Surprise, surprise: a documentary that chronicles political maneuverings to legalize marijuana in Washington state plays it mellow. For 80 minutes, Riley Morton’s new film, Evergreen: The Road to Legalization, tries admirably to avoid taking the rah-rah road and sidestep opinion, but Morton’s own proclivities behind the camera are so clear that they eventually betray him; this is a movie that’s very clearly all-in on the idea of dissolving our country’s terrified view of marijuana usage and the culture that’s burgeoning around it. That’s not a problem, really, because even a documentarian is allowed to have personal bias. (Michael Moore and Errol Morris sure do.)
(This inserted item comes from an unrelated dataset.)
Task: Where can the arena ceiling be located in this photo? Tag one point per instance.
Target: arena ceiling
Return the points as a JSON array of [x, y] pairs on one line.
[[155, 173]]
No, the true problem here is that Morton’s film is too slack. In following the ebb and flow of societal discourse on legalization of cannabis in Washington, and committing the minor civil war fought in the press, over the radio, and sometimes even at rallies, Morton somehow manages to render the entire topic inert. Evergreen is boring, and worse than that, it’s occasionally grating. His film, all told, supports legalization, and in its progressive, forward-thinking way, Evergreen deserves commendation; marijuana is so vilified in American communities that the very idea of making a film in favor of the drug feels pretty ballsy (even if said film is only received on a minor stage).
But documentaries should be compelling if not exciting, and Evergreen isn’t either. It’s content to lay out the facts, tell its audience the story of how a little initiative called I-502 came to exist, wound up at the center of controversy spurred by a contingent of medical marijuana users, and, eventually, passed into law in late 2012. Wham, bam, thank you ma’am, and therein lies the rub: there’s little here you couldn’t have learned by just reading the Internet and brushing up on I-502 for yourself. There’s a good chance you know about this just from media osmosis. Maybe you heard the news via television while making breakfast one morning, or perhaps you happened to skim Facebook and stumbled upon the rare useful article posted to a friend’s feed before going back to trawling for Game of Thrones memes.
Through whatever means, you’re probably already familiar with the broader happenings of Morton’s film, and so Evergreen ends up feeling like 80 minutes of stating the obvious. But to what end? That’s even more unclear. Morton tackles his material from an instructive angle, but when he’s not simply telling his audience what they likely already know, his film works quite well; he offers a glance into the perhaps unexpected conflicts that arise as distinct, separate parties all lock horns over whether or not passage of I-502 is a good thing or just an empty gesture. The vitriol on display in specific spots actually comes as something of a shock.
So, good on Morton for capturing it. It’s just too bad he doesn’t have much to say about it. Evergreen presents itself bluntly (pardon), and it lacks a crystallized perspective of its own; if Morton stands on the side of the pro-502 crowd, he offers little commentary on the matter, instead allowing his talking heads to make the case for marijuana’s legalization. The benefits are obvious – legalizing pot means the government can exert control over it, regulate it, tax it, and make the world of reefer safer for burnouts and medical users alike. The cons are a bit less on the nose. Imposing intake limits (a la alcohol), for example, makes life a bit trickier for people who only smoke to nullify physical ailments.
Evergreen is at its best while peeling back layers of legal hypocrisy. One young woman recounts the smorgasbord of drugs, from Oxycontin to Methadone, she took before finding a better solution in marijuana; the rub, of course, is that nobody would ever pull her over for driving while under the influence of the former, but for the latter, she could get a serious slap on the wrist. Maybe this is the subject Morton should have focused on, rather than just going from point A to point B. There’s an entire film to mine out of the travails of medicinal marijuana usage, and Evergreen feels like it only scratches the surface in between being self-congratulatory.